Update: Karena ternyata banyak yang gagal paham, ini sebenarnya kisah dua sahabat yang sebenarnya saling jatuh cinta namun lebih memilih untuk membungkam perasaan mereka masing-masing, dengan Kaga yang menunjukkan rasa cintanya lewat perhatian lebih kepada Akagi, dan Akagi yang menunjukkan rasa cintanya lewat sikapnya yang seolah tidak memiliki rasa pada Kaga. Di sini, Akagi melampiaskan perasaannya dengan berpacaran dengan lelaki yang bahkan tidak dia cintai di sekolah mereka, dan memang ia telah memberikan segalanya pada lelaki itu, namun dengan berfantasi bahwa semua itu direnggut Kaga.
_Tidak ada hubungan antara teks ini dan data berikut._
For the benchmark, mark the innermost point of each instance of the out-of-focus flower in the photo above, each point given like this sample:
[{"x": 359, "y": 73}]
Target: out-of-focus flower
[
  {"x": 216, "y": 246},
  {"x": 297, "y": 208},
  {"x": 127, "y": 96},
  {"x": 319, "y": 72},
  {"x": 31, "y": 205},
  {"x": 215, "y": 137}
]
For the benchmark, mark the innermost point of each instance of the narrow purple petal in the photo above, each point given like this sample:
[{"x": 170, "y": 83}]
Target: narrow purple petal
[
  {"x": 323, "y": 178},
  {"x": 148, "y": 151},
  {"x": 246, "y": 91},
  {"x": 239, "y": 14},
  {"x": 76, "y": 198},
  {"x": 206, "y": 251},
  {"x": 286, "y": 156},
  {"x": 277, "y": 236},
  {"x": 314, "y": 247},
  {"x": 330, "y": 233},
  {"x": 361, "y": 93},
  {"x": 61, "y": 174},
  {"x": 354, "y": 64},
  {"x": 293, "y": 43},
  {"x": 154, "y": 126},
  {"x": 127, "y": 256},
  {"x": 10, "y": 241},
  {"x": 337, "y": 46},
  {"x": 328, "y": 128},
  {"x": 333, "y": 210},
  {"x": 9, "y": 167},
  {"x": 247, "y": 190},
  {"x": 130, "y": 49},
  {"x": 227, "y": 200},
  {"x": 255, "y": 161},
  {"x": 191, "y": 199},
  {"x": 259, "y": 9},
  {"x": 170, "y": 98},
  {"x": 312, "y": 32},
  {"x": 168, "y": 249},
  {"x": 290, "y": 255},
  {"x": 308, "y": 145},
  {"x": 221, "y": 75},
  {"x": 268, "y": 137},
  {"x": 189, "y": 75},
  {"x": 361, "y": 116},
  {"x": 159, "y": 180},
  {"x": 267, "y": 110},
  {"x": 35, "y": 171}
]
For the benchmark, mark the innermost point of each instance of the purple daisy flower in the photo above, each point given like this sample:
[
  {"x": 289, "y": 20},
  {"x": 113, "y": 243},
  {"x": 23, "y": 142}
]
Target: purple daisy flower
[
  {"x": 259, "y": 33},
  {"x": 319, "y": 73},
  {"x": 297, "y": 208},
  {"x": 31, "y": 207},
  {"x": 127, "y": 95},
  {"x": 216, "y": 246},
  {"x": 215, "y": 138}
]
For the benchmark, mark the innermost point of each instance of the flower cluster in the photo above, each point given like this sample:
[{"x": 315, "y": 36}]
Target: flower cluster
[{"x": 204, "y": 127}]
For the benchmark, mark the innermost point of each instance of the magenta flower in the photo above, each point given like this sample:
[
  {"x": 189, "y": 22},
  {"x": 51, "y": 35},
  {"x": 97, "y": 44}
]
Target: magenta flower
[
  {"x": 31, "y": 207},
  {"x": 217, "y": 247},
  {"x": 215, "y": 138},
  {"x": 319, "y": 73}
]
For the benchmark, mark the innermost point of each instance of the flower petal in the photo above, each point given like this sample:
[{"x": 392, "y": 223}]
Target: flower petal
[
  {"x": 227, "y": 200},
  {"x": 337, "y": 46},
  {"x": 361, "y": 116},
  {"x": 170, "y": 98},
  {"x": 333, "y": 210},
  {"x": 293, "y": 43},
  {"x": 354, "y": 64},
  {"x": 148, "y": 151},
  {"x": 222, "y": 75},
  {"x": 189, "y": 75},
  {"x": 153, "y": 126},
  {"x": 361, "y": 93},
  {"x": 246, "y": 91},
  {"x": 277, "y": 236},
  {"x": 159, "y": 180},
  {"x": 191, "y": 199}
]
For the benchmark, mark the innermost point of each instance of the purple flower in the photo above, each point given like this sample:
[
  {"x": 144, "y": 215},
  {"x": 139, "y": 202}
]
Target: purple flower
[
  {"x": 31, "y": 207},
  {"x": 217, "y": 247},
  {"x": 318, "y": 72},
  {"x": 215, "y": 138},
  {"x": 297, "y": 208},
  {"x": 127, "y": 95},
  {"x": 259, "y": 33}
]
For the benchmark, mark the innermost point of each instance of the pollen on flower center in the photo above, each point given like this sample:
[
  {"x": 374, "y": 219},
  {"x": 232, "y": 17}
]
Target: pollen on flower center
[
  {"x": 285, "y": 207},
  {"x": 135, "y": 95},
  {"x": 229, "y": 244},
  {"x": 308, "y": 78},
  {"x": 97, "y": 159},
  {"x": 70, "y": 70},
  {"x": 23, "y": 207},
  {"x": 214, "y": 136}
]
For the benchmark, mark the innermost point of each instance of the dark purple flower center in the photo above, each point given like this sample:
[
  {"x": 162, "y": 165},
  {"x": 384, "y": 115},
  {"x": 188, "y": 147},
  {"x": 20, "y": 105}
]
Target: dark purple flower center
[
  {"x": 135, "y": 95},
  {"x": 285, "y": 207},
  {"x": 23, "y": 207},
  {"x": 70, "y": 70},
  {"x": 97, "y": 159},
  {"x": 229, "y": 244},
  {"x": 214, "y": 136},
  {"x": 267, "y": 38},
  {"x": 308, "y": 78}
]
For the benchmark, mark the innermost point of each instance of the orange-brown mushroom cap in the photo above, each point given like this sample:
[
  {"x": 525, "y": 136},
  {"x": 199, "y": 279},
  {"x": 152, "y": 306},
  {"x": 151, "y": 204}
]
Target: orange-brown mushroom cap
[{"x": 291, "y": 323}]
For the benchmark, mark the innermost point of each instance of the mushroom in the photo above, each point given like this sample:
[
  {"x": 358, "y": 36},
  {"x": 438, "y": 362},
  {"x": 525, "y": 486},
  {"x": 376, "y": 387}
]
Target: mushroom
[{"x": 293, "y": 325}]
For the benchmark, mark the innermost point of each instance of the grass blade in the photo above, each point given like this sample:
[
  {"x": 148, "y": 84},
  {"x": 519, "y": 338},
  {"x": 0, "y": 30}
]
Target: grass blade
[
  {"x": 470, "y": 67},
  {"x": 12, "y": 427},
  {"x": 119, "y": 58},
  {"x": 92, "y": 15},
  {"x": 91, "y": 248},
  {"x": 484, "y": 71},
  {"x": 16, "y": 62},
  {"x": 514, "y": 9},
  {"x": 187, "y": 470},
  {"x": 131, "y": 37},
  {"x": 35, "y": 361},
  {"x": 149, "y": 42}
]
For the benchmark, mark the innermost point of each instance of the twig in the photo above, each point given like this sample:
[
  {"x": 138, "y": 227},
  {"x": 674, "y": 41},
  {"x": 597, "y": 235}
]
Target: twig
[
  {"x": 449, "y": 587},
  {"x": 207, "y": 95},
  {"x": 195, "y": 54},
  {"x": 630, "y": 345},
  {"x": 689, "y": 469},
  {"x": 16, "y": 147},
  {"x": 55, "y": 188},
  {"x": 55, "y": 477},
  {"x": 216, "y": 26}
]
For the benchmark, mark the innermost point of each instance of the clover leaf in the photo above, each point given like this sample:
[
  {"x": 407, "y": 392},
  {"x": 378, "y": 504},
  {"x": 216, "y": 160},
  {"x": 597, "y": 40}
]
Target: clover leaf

Sampai pada akhirnya Akagi hamil dan sadar bahwa semua yang dilakukannya selama ini palsu dan akhirnya memilih untuk menemui Kaga untuk terakhir kalinya karena dia sudah menyerah dengan kehidupan. Malam di mana mereka tidur bersama, sebenarnya Akagi berharap agar Kaga bersikap jujur akan perasaannya, setidaknya untuk mengobati sedikit lukanya, tapi ternyata Kaga masih lebih mengutamakan rasa hormatnya daripada egonya. Pada akhirnya Akagi pun meninggalkan ponsel dan surat keterangan dari rumah sakit atas kehamilannya di kamar Kaga, menyelipkan sepucuk surat pengakuan cinta di buku siswa Kaga, dan pulang sebelum Kaga terbangun. Bunuh diri. Kaga yang terbangun dan menemukan dua benda yang jelas mengejutkan dirinya itu langsung meluncur ke rumah Akagi, namun sayang ia sudah terlambat. Pesan singkat yang ada di ponsel Akagi jelas ditujukan bagi pacarnya yang sudah menghamilinya. Dan kalimat "dengan ini dinyatakan positif hamil" jelas merupakan surat keterangan dari rumah sakit.